En outre, et même si cela n’est pas retenu dans le tableau, plusieurs répondants estiment que les activités liées aux mécanismes de consultation et de décision, notamment le conseil d’établissement, prennent aussi beaucoup de leur temps.

Des différences dans les activités exercées par les répondants de chacun des profils

En quatrième lieu, un examen des activités exercées par les répondants de chacun des profils fait ressortir plusieurs différences indiquées dans le Tableau 1.

Ainsi, bon nombre des répondants des profils A et B disent exercer de la supervision pédagogique en remettant en question, entre autres, les pratiques d’enseignement ; ils disent aussi chercher à échanger continuellement ou souvent sur celles-ci avec les enseignants, susciter chez ceux-ci le travail en équipe ou même se faire partenaire de la démarche des enseignants et se préoccuper des relations avec les parents. Sur le plan de la mise en oeuvre du nouveau curriculum, plusieurs de ces directeurs disent prendre en charge cette mise en oeuvre, soit avec les enseignants de leur établissement, soit avec un conseiller pédagogique. De plus, un certain nombre de directeurs donnent de la formation dans leur établissement sur le nouveau curriculum. Les données révèlent aussi que, sauf exception, les répondants de ces profils semblent conserver la maîtrise de ce qui se passe malgré toutes les tâches auxquelles ils doivent se consacrer, les exigences qu’on leur impose et les contraintes auxquelles ils font face.

Les directeurs du profil B se démarquent quelque peu de ceux du profil A. En proportion, les répondants de ce groupe sont plus nombreux à réaliser de la supervision pédagogique ou à remettre en question les pratiques d’enseignement, à miser sur la transmission d’information à propos des pratiques éducatives, notamment en rapport avec la mise en oeuvre du nouveau curriculum, et à agir comme partenaires des enseignants dans ce processus de mise en oeuvre (à faire de l’accompagnement). Proportionnellement parlant, les directeurs de ce profil sont cependant moins nombreux à se dire leader et à chercher à échanger sur les pratiques éducatives avec les enseignants.

À l’intérieur de ce profil, la direction 12 représente un cas particulier. Une grande partie de l’énergie et du temps de cette personne a été consacrée à la solution d’un problème majeur de comportement chez les élèves qui perturbent le fonctionnement de l’établissement. Il fallait passer par là pour en arriver à travailler plus directement sur la pédagogie.

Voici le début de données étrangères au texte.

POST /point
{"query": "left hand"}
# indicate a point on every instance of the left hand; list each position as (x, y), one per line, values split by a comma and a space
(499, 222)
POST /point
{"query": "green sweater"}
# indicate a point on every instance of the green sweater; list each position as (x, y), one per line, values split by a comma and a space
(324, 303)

Hormis les caractéristiques que l’on retrouve chez la majorité des directeurs, ceux du groupe C ont peu de traits en commun avec les profils A ou B ; ainsi, quatre sur cinq pratiquent la supervision pédagogique ou remettent en question les pratiques éducatives. Deux des trois directeurs de ce profil qui définissent la fonction de direction comme étant une fonction de leadership la voient d’une façon générale, sans se référer dans ce cas à l’activité éducative. En outre, ces directeurs ne prennent pas en charge la mise en oeuvre du nouveau curriculum si ce n’est sur le plan de la supervision pédagogique ou de la remise en question des pratiques éducatives. Il est à noter qu’un répondant (7) de ce groupe ne fait pas référence au nouveau curriculum et qu’un autre affirme ne pas jouer un rôle de leader ni d’expert, bien qu’il donne des formations en relation avec le nouveau curriculum.

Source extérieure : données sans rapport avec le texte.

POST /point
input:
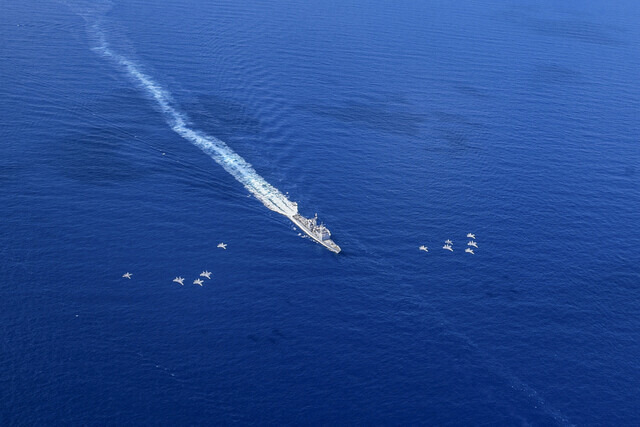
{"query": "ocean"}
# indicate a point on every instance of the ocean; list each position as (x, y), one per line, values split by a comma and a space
(138, 135)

Chez trois directeurs du profil D, le soutien apporté aux enseignants prend surtout la forme d’un soutien moral dans la mise en oeuvre du nouveau curriculum. Chez les répondants de ce profil, la prise en charge de cette mise en oeuvre est confiée ou laissée à des enseignants ou à une ressource de la commission scolaire (le conseiller pédagogique). De plus, ce qui caractérise surtout ces directeurs, c’est le fait qu’ils trouvent très accaparant le travail d’intendance (quatre sur cinq) et qu’aucun d’eux ne donne l’impression d’exercer un certain contrôle sur la situation.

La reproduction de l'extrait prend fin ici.